Under the Options menu (Settings ► Options) in the Authentication tab, there are several utility actions to manage the authentication database and configurations:

../../../_images/auth-editor-configs_utilities-menu.png — Fig. 21.18 Meniul Utilitarelor

Input master password…: opens the master password input dialog, independent of performing any authentication database command
Clear cached master password: unsets the master password if it has been set
Reset master password…: opens a dialog to change the master password (the current password must be known) and optionally back up the current database
Clear network authentication access cache: clears the authentication cache of all connections
Automatically clear network authentication access cache on SSL errors: the connection cache stores all authentication data for connections, also when the connection fails. If you change authentication configurations or certification authorities, you should clear the authentication cache or restart QGIS. When this option is checked, the authentication cache will be automatically cleared every time an SSL error occurs and you choose to abort the connection
Integrate master password with the Wallet: adds the master password to your personal Wallet/Keyring
Clear the master password from the Wallet…: deletes the master password from your Wallet/Keyring
Enable password helper debug log: enables a debug tool that will contain all the log information of the authentication methods
Clear cached authentication configurations: clears the internal lookup cache for configurations, used to speed up network connections. This does not clear QGIS’s core network access manager’s cache, which requires a relaunch of QGIS.
Remove all authentication configurations…: clears the database of all configuration records, without removing other stored records.
Import authentication configurations from file…: imports from an .XML file details for creating custom authentication configurations.
Export selected authentication configurations to file…: exports the selected items to a possibly encrypted .XML file.
Erase authentication database…: schedules a backup of the current database and complete rebuild of the database table structure. The actions are scheduled for a later time, to ensure that other operations, like project loading, do not interrupt the operation or cause errors due to a temporarily missing database.

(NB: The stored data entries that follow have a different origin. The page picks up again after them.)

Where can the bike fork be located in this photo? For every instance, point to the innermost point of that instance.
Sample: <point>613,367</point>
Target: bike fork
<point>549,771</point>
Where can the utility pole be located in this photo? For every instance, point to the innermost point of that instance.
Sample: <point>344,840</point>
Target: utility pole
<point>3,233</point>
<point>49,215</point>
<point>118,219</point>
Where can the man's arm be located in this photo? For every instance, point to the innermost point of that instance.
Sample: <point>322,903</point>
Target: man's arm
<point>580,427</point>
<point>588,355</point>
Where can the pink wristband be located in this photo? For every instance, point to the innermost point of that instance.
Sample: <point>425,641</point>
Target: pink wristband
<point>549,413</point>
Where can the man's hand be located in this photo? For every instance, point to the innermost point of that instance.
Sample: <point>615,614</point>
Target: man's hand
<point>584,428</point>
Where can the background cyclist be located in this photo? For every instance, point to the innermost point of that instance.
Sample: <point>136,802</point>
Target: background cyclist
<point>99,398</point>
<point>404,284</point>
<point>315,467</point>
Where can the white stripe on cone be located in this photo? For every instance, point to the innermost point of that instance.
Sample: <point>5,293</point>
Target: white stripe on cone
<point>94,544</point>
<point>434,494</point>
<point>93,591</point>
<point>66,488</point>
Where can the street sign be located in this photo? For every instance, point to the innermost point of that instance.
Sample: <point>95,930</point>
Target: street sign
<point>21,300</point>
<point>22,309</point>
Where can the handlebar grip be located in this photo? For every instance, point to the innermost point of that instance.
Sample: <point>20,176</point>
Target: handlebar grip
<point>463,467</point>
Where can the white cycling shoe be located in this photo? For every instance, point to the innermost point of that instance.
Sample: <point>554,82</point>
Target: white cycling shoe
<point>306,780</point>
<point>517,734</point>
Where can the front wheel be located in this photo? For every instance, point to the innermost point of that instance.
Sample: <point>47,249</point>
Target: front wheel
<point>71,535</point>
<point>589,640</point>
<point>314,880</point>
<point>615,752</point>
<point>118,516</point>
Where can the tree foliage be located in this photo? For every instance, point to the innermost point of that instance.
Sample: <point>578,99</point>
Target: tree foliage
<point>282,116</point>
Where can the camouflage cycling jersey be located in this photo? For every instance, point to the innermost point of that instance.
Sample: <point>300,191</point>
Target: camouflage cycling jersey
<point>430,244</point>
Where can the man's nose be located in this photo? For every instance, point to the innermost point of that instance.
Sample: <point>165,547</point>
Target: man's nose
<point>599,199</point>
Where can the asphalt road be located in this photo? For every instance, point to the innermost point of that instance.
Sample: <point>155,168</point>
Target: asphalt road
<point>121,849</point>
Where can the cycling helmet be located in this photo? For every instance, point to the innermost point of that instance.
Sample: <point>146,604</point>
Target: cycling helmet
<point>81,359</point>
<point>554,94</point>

21.1.7. Folosirea configurațiilor de autentificare 

În mod tipic, o configurație de autentificare este selectată într-un dialog de configurare, pentru serviciile de rețea (cum ar fi WMS). Cu toate acestea, controlul grafic de selectare poate fi încorporat oriunde este necesară autentificarea, sau într-o funcționalitate care nu este de esențială, cum ar fi plugin-urile terțe PyQGIS sau C++.

When using the selector, No authentication is displayed in the pop-up menu control when nothing is selected, when there are no configurations to choose from, or when a previously assigned configuration can no longer be found in the database. Use the drop-down menu to select an existing authentication configuration or press ^{Create a new autentication configuration} to create a configuration you could use. More details at Autentificarea.

../../../_images/authentication-selector-set.png — Fig. 21.19 Authentication configuration selector with selected config

21.1.8. Legături Python 

All classes and public functions have sip bindings, except QgsAuthCrypto, since management of the master password hashing and auth database encryption should be handled by the main app, and not via Python.

Once the master password is entered, the API is open to access authentication configs in the authentication database, similar to how Firefox works. However, no wall against PyQGIS access has been defined. This may lead to issues where a user downloads/installs a malicious PyQGIS plugin or standalone app that gains access to authentication credentials.